I can think of touchstone moments in my life: When I was six praying by the bed having my first official experience with Jesus Christ; when I was eighteen having a much more dramatic and yet personal, private and emotional encounter with Jesus Christ, when my family and I decided we needed to move on from our last church where we had been for ten years being led by the hand of Jesus Christ. These are new experiences and we pray for you to have them all the time.

With all this in mind, we’ve got to realize everything we do is connected. The way we manage the health of this cell of our soul is connected to the way we manage our family, our mouth, and our finances. Everything we do matters to God. I don’t want you to get confused by the model. In fact, I never really care if you think about a cell again. What I care about, what I hope we understand, is that spirituality is not a measure. It is allowing God to seep through every part of our lives and redeem them. That is a much more biblical understanding than much of what we’re taught about how to be like Jesus.

In closing, let me ask you a couple of questions.

  • What are you deliberately doing to manage your relationship with

Jesus to keep it fresh and whole?

  • In what ways might you be neglecting your soul? What things might

you be doing that take you away from thinking or acting or ever

spending time with Jesus at all?

  • How are you going to be mindful not to neglect the cell of your soul when you go to work or play sports or go to the beach?


Paul said, “Follow me as I follow Christ.” I think all of us think of people in our lives who are so godly and so Christlike that we look to them as a way of looking to Jesus because we can see that godliness lived out. For all of us, I think God presents incredible opportunity to grow and become more like him. The challenge today is whether or not we will.

Today we’re talking about this first cell, the cell of your soul, of your relationship with Jesus Christ. I’d love it if we just take a minute to examine where we are. If you have no relationship with Jesus and you want one, it’s very, very simple. You don’t have to have all your thinking straight, but simply begin a choice for Jesus.
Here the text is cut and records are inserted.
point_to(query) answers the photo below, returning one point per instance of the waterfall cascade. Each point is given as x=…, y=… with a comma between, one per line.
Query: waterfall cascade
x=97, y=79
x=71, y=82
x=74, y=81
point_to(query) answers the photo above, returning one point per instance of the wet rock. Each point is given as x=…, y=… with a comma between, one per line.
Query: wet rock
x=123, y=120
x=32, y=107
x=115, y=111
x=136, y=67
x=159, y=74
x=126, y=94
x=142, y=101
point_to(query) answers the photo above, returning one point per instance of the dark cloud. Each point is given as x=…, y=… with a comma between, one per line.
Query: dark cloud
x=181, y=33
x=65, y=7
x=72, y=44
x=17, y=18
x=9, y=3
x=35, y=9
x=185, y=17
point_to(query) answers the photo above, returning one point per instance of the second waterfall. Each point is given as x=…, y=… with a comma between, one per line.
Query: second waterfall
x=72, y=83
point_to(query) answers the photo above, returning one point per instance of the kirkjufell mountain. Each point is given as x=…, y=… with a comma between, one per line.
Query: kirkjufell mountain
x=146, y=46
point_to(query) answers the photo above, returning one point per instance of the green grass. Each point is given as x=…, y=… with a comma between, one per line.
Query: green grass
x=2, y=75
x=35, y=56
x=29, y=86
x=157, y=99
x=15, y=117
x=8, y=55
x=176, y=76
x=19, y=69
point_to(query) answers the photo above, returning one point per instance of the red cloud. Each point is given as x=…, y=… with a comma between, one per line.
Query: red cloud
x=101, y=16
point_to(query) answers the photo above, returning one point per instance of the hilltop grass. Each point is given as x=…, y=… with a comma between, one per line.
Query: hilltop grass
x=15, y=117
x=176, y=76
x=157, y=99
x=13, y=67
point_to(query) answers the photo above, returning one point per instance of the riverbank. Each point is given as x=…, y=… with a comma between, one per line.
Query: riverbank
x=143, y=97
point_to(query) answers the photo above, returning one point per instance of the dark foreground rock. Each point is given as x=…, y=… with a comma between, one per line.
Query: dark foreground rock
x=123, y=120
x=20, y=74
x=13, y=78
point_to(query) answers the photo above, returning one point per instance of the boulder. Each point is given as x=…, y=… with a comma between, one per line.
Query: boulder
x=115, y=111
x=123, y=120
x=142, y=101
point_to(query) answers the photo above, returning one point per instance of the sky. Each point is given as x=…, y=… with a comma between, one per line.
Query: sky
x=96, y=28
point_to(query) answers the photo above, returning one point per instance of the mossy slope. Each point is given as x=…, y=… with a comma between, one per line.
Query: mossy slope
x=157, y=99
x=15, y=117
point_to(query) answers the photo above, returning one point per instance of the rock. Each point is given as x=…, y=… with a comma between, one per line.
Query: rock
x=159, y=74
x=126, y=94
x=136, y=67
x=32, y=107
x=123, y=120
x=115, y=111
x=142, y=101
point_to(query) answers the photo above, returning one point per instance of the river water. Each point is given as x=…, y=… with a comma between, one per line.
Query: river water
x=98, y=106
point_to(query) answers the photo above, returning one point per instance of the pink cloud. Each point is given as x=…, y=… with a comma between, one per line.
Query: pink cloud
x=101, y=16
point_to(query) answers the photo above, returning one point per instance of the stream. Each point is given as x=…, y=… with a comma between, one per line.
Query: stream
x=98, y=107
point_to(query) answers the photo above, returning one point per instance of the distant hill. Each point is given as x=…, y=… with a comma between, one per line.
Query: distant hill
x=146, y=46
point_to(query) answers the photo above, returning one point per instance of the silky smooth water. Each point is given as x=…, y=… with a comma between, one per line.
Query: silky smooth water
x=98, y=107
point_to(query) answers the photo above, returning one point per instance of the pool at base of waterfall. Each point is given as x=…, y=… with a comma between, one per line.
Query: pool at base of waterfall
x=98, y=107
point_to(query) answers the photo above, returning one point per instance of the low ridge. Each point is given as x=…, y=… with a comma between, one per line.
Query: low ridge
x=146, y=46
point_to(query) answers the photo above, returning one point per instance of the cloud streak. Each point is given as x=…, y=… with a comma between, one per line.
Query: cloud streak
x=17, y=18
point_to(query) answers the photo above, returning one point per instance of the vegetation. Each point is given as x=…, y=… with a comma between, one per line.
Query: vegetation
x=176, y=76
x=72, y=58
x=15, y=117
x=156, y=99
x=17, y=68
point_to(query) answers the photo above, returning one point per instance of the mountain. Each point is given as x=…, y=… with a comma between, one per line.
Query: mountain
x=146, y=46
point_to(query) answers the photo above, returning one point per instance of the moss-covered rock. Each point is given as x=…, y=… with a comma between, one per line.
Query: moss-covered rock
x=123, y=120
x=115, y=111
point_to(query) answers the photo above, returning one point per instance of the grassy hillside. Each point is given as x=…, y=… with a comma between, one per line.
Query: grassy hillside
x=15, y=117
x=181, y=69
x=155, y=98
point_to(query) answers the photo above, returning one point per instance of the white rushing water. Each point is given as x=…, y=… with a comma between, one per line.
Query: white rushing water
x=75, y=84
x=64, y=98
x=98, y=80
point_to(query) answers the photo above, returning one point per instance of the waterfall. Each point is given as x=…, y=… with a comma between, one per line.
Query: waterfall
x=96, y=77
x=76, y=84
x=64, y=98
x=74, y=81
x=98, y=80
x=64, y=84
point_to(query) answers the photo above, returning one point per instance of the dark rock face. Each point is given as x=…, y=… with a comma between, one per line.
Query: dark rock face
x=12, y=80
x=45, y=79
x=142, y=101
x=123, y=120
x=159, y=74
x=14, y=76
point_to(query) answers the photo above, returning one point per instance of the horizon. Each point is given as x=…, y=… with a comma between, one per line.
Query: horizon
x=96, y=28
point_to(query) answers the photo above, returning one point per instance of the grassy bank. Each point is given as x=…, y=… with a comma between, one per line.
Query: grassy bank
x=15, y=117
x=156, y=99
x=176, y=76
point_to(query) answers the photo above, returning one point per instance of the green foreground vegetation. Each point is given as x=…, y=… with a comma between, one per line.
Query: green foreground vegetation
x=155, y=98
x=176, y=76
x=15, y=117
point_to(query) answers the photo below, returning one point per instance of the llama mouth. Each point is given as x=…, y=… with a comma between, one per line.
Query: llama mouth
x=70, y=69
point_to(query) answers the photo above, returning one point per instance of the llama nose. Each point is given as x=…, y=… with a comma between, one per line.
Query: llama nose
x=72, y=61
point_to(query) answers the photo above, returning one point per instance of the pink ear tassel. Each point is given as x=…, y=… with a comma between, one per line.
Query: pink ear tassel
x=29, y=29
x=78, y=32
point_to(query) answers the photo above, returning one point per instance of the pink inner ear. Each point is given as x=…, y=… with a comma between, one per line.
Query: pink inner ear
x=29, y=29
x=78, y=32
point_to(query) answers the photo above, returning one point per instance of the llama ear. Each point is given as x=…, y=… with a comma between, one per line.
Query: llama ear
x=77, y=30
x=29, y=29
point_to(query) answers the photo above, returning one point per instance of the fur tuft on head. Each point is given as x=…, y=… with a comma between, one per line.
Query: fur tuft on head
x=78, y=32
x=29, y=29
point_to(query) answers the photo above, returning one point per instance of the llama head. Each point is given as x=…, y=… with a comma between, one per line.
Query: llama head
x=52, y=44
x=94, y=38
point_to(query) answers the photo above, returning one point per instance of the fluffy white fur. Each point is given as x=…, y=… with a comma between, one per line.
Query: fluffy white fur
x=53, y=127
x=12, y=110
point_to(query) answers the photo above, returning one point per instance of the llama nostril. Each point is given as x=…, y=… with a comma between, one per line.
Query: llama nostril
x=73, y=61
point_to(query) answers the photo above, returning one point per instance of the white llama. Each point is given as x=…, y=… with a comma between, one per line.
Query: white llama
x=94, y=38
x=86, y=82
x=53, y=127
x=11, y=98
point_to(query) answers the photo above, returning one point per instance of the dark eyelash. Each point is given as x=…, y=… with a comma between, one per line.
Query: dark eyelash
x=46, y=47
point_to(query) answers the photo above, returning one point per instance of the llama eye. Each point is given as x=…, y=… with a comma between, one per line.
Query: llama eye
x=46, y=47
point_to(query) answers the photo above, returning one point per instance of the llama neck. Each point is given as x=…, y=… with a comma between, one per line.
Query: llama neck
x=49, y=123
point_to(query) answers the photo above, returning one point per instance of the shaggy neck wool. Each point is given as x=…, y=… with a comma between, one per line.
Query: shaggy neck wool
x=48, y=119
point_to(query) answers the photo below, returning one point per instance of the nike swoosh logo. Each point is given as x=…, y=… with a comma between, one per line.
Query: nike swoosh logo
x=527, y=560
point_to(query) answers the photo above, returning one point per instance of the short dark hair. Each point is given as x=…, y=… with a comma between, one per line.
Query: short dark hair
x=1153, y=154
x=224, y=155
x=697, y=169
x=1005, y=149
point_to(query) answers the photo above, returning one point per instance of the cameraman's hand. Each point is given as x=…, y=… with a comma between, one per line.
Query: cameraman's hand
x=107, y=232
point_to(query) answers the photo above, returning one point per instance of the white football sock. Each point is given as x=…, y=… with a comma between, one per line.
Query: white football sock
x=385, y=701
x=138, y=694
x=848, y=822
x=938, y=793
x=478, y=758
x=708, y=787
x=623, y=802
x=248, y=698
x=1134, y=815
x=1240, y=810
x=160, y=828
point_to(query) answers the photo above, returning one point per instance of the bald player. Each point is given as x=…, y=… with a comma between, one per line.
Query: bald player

Some of you may have grown up following Jesus and feel like somewhere along the line you’ve messed something up, either through neglect or through deliberant disobedience. You just feel disconnected from God and you feel like your soul is sick or broken. The great, powerful truth of the Gospel is the way back to Jesus is very simple. Once again, it’s a decision to choose Jesus, to empty ourselves of the garbage and the brokenness and say, “Jesus, I love you, I pick you; help me.”

Maybe you’re at a spot where you feel like things are absolutely great and they have been for a long time. What a great reminder for you to take this time and say, “Thank you, Jesus.”

For all of us, when we reach a time of examination, I desperately and sincerely hope we pay attention to and allow that which is at our very center to become more whole and strong.